Agricultural and Ecological Research Unit, Indian Statistical Institute, Giridih, Jharkhand, 815301, India.
Department of Plant Pathology, The Ohio State University, Columbus, OH, 43210, USA.
Environ Geochem Health. 2024 Aug 27;46(10):400. doi: 10.1007/s10653-024-02177-y.
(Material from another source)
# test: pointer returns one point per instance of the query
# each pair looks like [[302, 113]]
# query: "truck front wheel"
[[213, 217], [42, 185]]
The contribution of mica mining activities to fluoride (F) contamination in groundwater has been chased in this study. For the purpose, groundwater samples (n = 40, replicated thrice) were collected during the post-monsoons (September-October) from a mica mining area in the Tisri block of Giridih district, Jharkhand. The study has employed a synergy of classical aquifer chemistry, statistical approaches, different indices, Self-Organising Maps (SOM), and Sobol sensitivity index (SSI) to unveil the underlying aquifer chemistry, identify the impacts of mining activities on groundwater quality and its associated health hazard. Fluoride levels varied from 0.34 to 2.8 ppm, with 40% of samples exceeding the World Health Organization's permissible limit (1.5 ppm). Physicochemical analysis revealed significant differences in electrical conductivity (EC), total dissolved solids (TDS), total hardness (TH) and major ion concentrations (Na, HCO, Ca) between fluoride-contaminated (FC) and fluoride-uncontaminated (FU) groups. Higher Na and HCO associated with F contaminated samples, were indicative of silicate weathering and carbonate dissolution as primary geogenic sources for this ion. Health risk assessment (HRA) revealed hazard quotient (HQ) values exceeding unity, indicating non-carcinogenic risks, particularly for children in most samples from group FC. The mean Water Quality Index (WQI) of FC group (156.76 ± 7.30) was significantly higher (p < 0.05) than group FU indicating of its unsuitability. SOM could accurately (80%) predict presence of fluoride in water samples based on other major ions. Sobol sensitivity analysis successfully identified fluoride concentration and body weight as most impactful parameters affecting human health. The integration of advanced modelling techniques and geospatial analysis as Inverse Distance Weightage (IDW) maps has provided a robust framework for ongoing groundwater quality monitoring in mining-affected regions and can help proactive intervention in risk-prone areas. Overall, this comprehensive study takes us a step ahead towards ensuring safe drinking water access for the global community.
本研究探讨了云母开采活动对地下水氟(F)污染的贡献。为此,在印度恰尔肯德邦吉里迪区蒂斯里区块的云母开采区,在后季风期(9 月至 10 月)采集了 40 个地下水样本(重复 3 次)。该研究采用了经典含水层化学、统计方法、不同指数、自组织映射(SOM)和 Sobol 敏感性指数(SSI)的协同作用,揭示了含水层化学的潜在特征,确定了采矿活动对地下水质量及其相关健康危害的影响。氟化物含量从 0.34 到 2.8ppm 不等,有 40%的样本超过了世界卫生组织规定的限值(1.5ppm)。理化分析表明,受氟污染(FC)和不受氟污染(FU)组之间的电导率(EC)、总溶解固体(TDS)、总硬度(TH)和主要离子浓度(Na、HCO3、Ca)有显著差异。与氟污染样本相关的较高 Na 和 HCO3表明,硅酸盐风化和碳酸盐溶解是该离子的主要地球成因来源。健康风险评估(HRA)显示,危险商数(HQ)值超过 1,表明存在非致癌风险,尤其是 FC 组中大多数样本中的儿童。FC 组的平均水质指数(WQI)(156.76±7.30)显著高于 FU 组(p<0.05),表明其不适合饮用。SOM 可以根据其他主要离子准确(80%)预测水样中氟的存在。Sobol 敏感性分析成功确定了氟浓度和体重是影响人类健康的最具影响力的参数。先进建模技术和地理空间分析(如反距离权重(IDW)图)的整合为受采矿影响地区的地下水质量监测提供了一个强大的框架,并有助于在高风险地区进行主动干预。总的来说,这项综合研究使我们朝着确保全球社区获得安全饮用水的目标迈进了一步。